UN, NEW YORK CITY: The international community should use “military force” if Iran develops nuclear weapons, Israeli Prime Minister Yair Lapid told the United Nations on Thursday, as he reiterated support for creation of a “peaceful” Palestinian state.
Israel has been conducting an intense diplomatic offensive in recent months to try to convince the US and main European powers such as Britain, France and Germany not to renew the 2015 Iran nuclear deal.
For the past 10 days, various officials have suggested the deal — which US then-president Donald Trump scrapped in 2018 — might not be renewed until at least mid-November, a deadline that Lapid has tried to use to push the West to impose a tougher approach in their negotiations.
“The only way to prevent Iran from getting a nuclear weapon is to put a credible military threat on the table,” Lapid said in a speech at the UN General Assembly.

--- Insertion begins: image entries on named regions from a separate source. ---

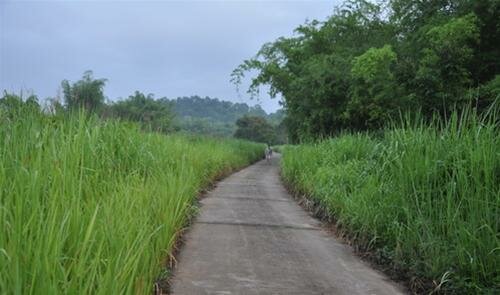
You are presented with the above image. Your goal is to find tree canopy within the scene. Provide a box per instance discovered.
[232,0,500,141]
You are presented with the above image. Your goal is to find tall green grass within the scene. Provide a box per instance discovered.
[282,113,500,294]
[0,109,263,294]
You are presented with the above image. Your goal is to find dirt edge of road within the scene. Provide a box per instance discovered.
[152,159,261,295]
[279,169,442,294]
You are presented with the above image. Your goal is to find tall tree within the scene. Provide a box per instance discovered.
[61,71,107,111]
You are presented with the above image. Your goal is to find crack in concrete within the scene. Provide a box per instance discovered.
[195,220,321,230]
[211,196,294,202]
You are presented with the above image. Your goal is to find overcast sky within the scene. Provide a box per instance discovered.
[0,0,338,112]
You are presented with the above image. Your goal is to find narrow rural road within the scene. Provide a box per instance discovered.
[171,155,403,295]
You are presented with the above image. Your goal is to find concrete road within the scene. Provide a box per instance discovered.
[171,156,404,295]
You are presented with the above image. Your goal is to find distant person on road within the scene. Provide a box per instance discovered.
[264,145,273,163]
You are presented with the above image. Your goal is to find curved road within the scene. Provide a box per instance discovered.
[171,156,403,295]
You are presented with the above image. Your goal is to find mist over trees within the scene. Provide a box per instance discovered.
[232,0,500,141]
[0,71,286,142]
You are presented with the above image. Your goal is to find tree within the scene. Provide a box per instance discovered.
[343,45,403,130]
[231,0,500,142]
[111,91,174,132]
[234,116,276,144]
[61,71,106,111]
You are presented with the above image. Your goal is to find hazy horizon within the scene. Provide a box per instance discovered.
[0,1,337,112]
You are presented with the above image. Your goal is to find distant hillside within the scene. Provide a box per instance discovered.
[170,96,284,136]
[172,96,268,123]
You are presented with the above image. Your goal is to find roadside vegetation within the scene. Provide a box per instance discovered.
[239,0,500,294]
[282,109,500,294]
[0,94,263,294]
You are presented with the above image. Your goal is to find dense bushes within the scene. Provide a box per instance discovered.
[282,110,500,294]
[0,106,262,294]
[232,0,500,142]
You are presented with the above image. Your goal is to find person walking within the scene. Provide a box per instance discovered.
[264,145,273,163]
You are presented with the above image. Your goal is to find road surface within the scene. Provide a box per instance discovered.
[171,155,404,295]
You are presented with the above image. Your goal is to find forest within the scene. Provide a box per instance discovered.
[232,0,500,142]
[0,71,287,144]
[232,0,500,294]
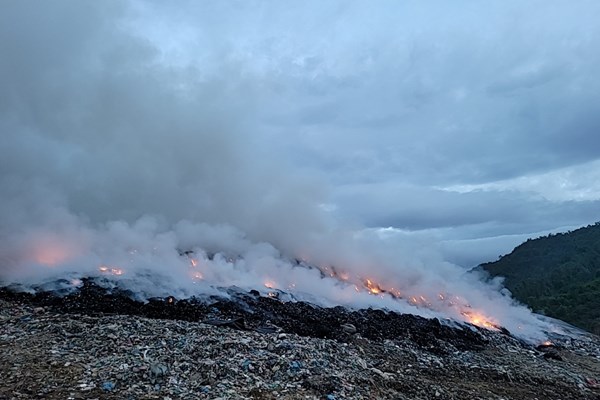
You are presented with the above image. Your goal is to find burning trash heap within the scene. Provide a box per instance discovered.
[0,228,600,399]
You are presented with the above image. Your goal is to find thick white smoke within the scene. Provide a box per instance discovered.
[0,2,556,338]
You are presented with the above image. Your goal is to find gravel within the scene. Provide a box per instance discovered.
[0,299,600,400]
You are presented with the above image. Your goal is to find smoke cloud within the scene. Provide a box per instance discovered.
[0,2,564,338]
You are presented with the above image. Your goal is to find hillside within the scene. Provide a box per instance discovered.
[479,222,600,334]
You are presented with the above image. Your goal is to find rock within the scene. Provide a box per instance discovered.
[150,363,169,378]
[340,324,356,335]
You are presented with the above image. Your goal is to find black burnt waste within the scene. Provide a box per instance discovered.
[0,279,492,354]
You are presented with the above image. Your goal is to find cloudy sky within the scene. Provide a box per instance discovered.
[0,0,600,266]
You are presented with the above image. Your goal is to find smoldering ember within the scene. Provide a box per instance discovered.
[0,280,600,400]
[0,0,600,400]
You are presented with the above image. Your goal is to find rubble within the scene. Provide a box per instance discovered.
[0,282,600,400]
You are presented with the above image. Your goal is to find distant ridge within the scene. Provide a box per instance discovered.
[477,222,600,334]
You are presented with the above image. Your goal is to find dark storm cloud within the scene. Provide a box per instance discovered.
[0,1,600,268]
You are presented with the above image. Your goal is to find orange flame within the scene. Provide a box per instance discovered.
[265,281,276,289]
[365,279,381,294]
[461,311,498,331]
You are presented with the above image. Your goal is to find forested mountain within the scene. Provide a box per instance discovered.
[478,222,600,334]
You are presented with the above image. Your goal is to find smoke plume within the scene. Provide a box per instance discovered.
[0,2,560,338]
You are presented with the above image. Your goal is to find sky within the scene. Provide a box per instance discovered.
[0,0,600,267]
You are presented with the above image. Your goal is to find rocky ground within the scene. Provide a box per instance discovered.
[0,282,600,400]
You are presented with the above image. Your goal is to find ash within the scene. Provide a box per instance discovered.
[0,281,600,400]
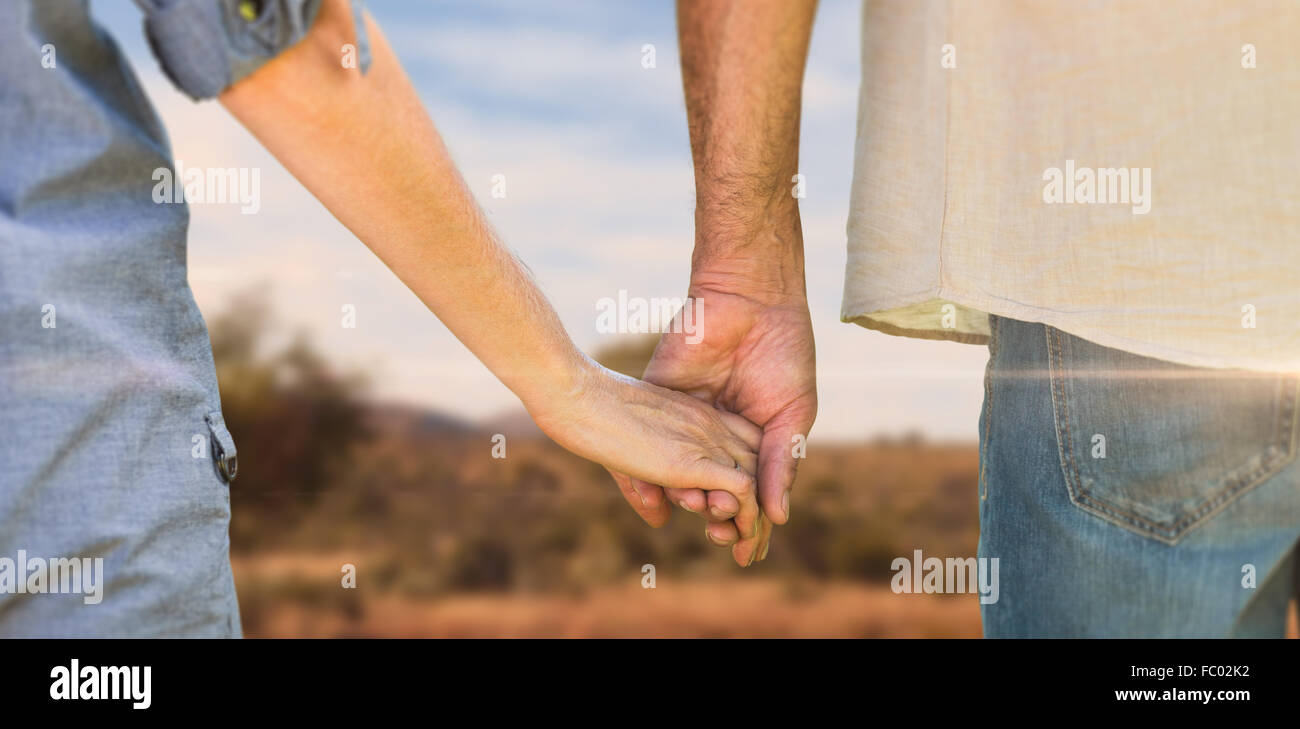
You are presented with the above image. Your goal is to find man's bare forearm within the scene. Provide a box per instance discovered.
[221,0,588,415]
[677,0,816,298]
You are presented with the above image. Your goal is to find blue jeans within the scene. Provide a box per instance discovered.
[979,316,1300,637]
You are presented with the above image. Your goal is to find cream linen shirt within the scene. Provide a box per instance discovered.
[842,0,1300,370]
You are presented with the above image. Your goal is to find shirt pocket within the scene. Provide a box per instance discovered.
[1045,326,1297,544]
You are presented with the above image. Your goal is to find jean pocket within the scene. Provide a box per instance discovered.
[1045,326,1297,544]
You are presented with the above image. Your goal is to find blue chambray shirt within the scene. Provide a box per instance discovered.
[0,0,368,637]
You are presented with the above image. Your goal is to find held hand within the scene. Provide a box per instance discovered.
[532,363,761,537]
[615,281,816,565]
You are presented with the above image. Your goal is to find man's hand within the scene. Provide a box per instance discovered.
[615,275,816,565]
[615,0,816,565]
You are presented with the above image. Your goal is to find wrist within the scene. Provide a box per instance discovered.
[690,194,807,300]
[515,347,605,426]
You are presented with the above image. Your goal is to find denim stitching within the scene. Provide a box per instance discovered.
[1044,326,1300,544]
[979,314,1000,499]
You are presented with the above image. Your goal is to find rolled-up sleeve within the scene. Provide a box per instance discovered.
[137,0,369,100]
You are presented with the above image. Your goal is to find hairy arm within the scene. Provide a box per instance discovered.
[677,0,816,299]
[615,0,816,564]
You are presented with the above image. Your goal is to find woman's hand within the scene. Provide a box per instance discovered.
[525,361,762,538]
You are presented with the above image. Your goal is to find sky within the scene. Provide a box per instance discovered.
[91,0,987,442]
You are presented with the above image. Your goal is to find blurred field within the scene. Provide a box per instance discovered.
[235,556,980,638]
[211,291,1295,637]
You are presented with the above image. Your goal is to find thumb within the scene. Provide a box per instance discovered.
[758,415,813,524]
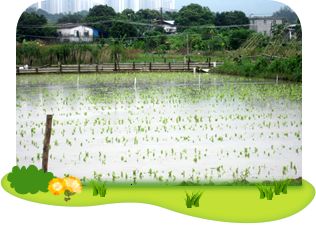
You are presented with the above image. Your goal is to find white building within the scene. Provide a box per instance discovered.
[249,17,284,36]
[57,23,93,42]
[153,20,177,35]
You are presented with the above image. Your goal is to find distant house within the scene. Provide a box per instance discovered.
[153,20,177,35]
[285,24,296,39]
[57,23,94,42]
[249,17,285,36]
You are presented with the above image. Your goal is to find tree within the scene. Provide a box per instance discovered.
[110,19,137,38]
[107,36,126,63]
[122,8,138,21]
[174,3,214,32]
[229,29,251,50]
[25,7,64,24]
[214,11,249,26]
[136,9,160,21]
[272,6,302,22]
[57,13,85,23]
[16,11,57,42]
[84,5,116,37]
[162,11,179,20]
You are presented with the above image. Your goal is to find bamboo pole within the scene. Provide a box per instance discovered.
[42,115,53,173]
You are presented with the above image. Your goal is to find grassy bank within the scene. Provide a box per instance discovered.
[212,55,302,82]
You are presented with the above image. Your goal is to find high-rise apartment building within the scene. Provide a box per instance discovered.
[15,0,21,12]
[62,0,76,14]
[25,0,39,10]
[41,0,57,14]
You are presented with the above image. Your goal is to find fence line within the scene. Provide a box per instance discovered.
[16,61,224,75]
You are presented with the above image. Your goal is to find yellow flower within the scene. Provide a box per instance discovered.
[64,176,82,193]
[48,178,66,195]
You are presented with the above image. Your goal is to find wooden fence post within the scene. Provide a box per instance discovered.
[42,115,53,173]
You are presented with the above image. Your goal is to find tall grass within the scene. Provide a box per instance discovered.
[214,55,302,82]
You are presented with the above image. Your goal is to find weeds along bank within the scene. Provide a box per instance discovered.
[16,43,141,66]
[213,55,302,82]
[16,42,222,66]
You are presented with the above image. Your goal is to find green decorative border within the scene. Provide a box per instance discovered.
[0,159,316,224]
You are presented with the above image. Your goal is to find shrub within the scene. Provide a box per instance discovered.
[7,165,54,194]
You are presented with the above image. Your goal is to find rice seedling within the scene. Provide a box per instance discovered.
[184,191,204,208]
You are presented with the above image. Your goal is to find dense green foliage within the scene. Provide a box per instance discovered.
[229,29,252,50]
[25,7,64,24]
[7,165,54,194]
[174,3,214,32]
[57,13,85,23]
[214,11,249,26]
[16,42,102,65]
[272,6,302,22]
[216,55,302,82]
[16,11,57,42]
[84,5,116,38]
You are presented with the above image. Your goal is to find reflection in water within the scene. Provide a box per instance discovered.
[16,74,302,185]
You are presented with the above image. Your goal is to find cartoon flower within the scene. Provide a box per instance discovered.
[64,176,82,193]
[48,178,66,195]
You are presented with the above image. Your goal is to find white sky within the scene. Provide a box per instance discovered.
[21,0,302,16]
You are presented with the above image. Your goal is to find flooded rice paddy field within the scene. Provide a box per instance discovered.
[16,73,302,184]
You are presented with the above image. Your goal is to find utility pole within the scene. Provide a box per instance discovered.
[187,32,189,55]
[160,7,162,26]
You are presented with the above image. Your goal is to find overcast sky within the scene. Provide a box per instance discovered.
[21,0,302,16]
[175,0,302,16]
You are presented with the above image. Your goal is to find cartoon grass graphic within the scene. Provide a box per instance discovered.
[87,179,106,197]
[184,191,204,208]
[254,178,292,200]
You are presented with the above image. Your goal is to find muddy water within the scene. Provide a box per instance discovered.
[16,74,302,185]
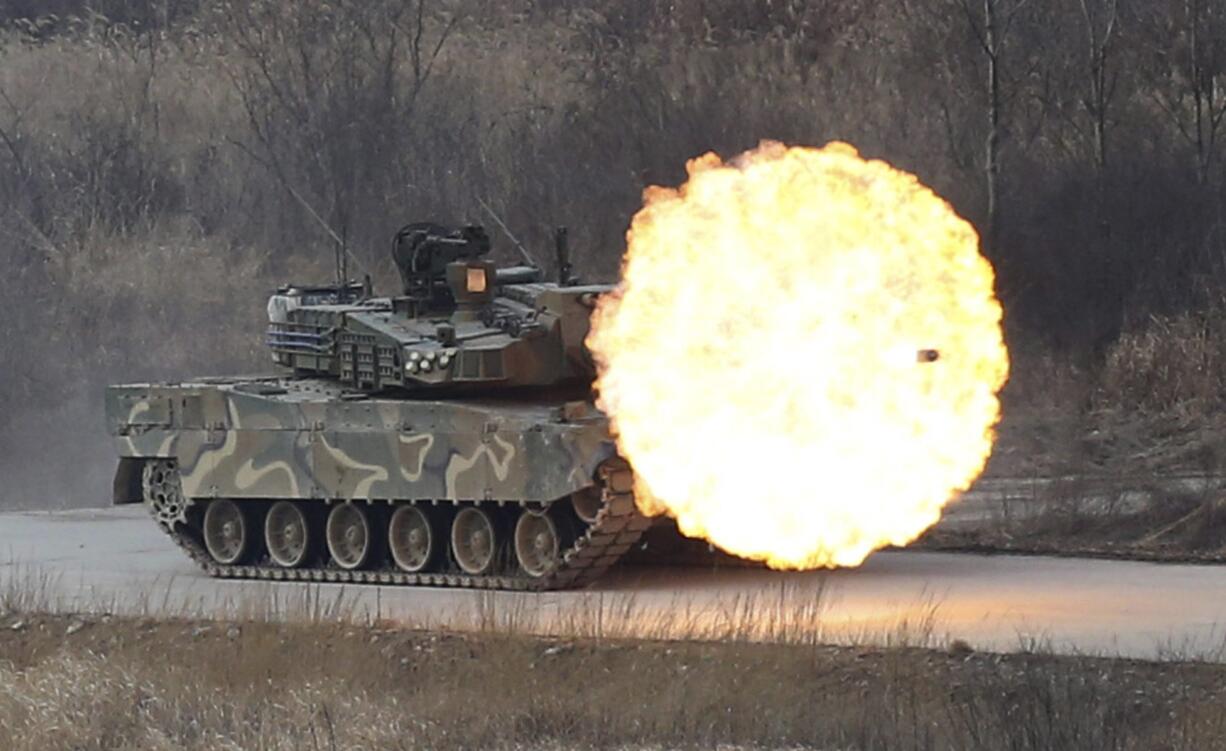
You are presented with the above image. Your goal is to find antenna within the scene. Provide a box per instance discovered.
[477,196,541,268]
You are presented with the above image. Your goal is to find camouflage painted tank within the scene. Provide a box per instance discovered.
[107,224,650,589]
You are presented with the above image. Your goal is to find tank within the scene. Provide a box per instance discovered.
[105,223,651,589]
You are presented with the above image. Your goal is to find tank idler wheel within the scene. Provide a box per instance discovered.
[264,501,315,568]
[205,499,251,566]
[324,504,374,571]
[141,459,190,529]
[570,488,604,524]
[387,506,435,573]
[515,511,560,578]
[451,506,498,576]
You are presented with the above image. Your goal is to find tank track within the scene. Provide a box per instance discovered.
[145,462,652,592]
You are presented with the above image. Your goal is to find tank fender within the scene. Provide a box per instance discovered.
[110,457,145,506]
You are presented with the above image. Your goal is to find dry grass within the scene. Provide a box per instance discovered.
[0,617,1226,751]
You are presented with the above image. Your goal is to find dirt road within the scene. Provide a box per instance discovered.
[0,506,1226,660]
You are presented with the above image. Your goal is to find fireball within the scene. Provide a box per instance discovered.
[587,141,1008,568]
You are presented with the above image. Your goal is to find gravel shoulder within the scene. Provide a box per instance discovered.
[0,614,1226,751]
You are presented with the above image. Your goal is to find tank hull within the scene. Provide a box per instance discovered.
[105,377,651,589]
[107,379,617,502]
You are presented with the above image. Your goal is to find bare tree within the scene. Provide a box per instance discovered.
[221,0,455,267]
[1078,0,1119,175]
[956,0,1030,249]
[1143,0,1226,185]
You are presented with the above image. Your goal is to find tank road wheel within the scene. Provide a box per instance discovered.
[387,506,435,573]
[570,488,604,524]
[451,506,498,576]
[205,499,251,566]
[515,511,560,578]
[324,504,374,571]
[264,501,315,568]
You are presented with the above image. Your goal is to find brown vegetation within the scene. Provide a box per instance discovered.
[0,616,1226,751]
[0,0,1226,506]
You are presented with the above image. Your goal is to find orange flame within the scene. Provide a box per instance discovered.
[587,141,1009,568]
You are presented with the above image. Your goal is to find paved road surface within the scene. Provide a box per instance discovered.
[0,506,1226,662]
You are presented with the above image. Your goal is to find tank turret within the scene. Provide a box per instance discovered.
[267,223,609,392]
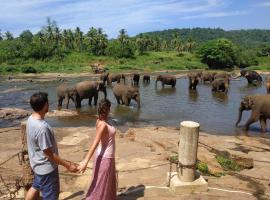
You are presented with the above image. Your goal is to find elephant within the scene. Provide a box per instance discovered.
[143,74,150,83]
[212,78,229,94]
[99,72,109,85]
[233,69,262,84]
[187,72,199,90]
[235,94,270,133]
[132,73,140,86]
[113,83,141,108]
[75,81,107,108]
[201,72,215,83]
[107,74,126,85]
[156,74,176,88]
[265,76,270,94]
[214,72,230,84]
[56,83,78,109]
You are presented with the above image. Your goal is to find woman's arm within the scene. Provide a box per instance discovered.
[78,123,107,172]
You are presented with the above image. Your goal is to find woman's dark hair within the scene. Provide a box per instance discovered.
[30,92,48,112]
[98,99,111,116]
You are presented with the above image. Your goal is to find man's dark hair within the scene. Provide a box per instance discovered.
[30,92,48,112]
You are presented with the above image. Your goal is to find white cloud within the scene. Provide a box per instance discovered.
[182,11,250,19]
[0,0,255,35]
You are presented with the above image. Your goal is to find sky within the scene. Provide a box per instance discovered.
[0,0,270,38]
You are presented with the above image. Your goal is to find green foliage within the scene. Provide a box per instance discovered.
[0,18,270,72]
[22,66,37,73]
[216,155,242,171]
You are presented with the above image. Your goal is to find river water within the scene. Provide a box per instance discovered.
[0,77,266,135]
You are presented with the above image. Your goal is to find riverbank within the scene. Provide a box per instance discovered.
[0,126,270,200]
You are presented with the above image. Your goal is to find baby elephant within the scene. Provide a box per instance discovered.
[265,76,270,94]
[187,72,199,90]
[56,83,78,109]
[143,74,150,83]
[235,94,270,132]
[212,78,229,94]
[113,84,141,108]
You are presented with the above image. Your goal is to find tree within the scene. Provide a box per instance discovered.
[19,30,34,43]
[85,27,108,55]
[199,38,237,68]
[4,31,14,40]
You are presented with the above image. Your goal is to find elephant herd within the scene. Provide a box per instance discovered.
[188,70,270,133]
[57,70,270,132]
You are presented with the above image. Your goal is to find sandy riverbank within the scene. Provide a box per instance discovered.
[0,127,270,200]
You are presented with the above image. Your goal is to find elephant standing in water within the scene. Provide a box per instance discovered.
[234,69,262,84]
[235,94,270,133]
[107,74,126,85]
[75,81,107,108]
[143,74,150,83]
[56,83,78,109]
[212,78,229,94]
[113,84,141,108]
[156,74,176,88]
[99,72,109,85]
[265,76,270,94]
[187,72,200,90]
[132,73,140,86]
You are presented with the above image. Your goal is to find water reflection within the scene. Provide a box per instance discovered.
[188,90,199,102]
[212,92,229,104]
[156,88,176,96]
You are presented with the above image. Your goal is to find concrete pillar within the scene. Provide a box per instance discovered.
[178,121,200,182]
[21,122,34,195]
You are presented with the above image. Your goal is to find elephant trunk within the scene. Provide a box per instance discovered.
[103,88,107,99]
[136,96,141,108]
[235,107,243,127]
[231,73,242,79]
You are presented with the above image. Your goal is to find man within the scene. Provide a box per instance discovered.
[25,92,78,200]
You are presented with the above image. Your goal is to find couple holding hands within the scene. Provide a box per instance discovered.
[25,92,117,200]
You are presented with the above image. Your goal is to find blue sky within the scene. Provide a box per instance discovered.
[0,0,270,38]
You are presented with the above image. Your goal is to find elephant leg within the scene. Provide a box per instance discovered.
[94,93,98,106]
[88,96,93,106]
[76,99,82,108]
[243,111,260,131]
[260,116,267,133]
[123,97,129,106]
[58,97,64,107]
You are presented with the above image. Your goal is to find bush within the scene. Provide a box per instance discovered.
[198,38,237,69]
[4,66,19,72]
[22,66,37,73]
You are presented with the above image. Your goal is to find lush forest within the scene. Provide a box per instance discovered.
[0,18,270,73]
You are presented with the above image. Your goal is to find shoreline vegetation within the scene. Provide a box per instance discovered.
[0,18,270,74]
[0,52,270,75]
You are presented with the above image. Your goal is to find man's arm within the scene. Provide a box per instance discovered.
[43,148,78,172]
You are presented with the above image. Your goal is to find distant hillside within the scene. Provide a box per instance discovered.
[136,28,270,47]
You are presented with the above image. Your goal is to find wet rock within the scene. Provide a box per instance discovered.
[0,108,31,120]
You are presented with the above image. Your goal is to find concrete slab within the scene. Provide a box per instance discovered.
[167,172,208,195]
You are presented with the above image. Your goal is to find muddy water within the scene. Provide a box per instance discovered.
[0,77,266,135]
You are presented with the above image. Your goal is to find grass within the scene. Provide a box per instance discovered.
[0,52,207,73]
[0,52,270,73]
[168,155,225,177]
[216,155,243,171]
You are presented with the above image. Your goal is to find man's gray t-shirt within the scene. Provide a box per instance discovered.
[26,115,58,175]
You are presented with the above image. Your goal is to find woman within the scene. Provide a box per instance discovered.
[78,99,116,200]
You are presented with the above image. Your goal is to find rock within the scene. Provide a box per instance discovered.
[125,129,136,141]
[0,108,31,120]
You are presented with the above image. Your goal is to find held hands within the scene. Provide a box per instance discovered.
[66,161,79,173]
[77,160,88,173]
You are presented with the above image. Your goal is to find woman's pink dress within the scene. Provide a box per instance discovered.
[86,121,116,200]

Only then can a “longer and stronger deal with them” be negotiated.
“It needs to be made clear to Iran that if it advances its nuclear program, the world will not respond with words, but with military force,” he added.
And he made no secret that Israel itself would be willing to engage if it felt threatened.
“We will do whatever it takes,” he said. “Iran will not get a nuclear weapon.”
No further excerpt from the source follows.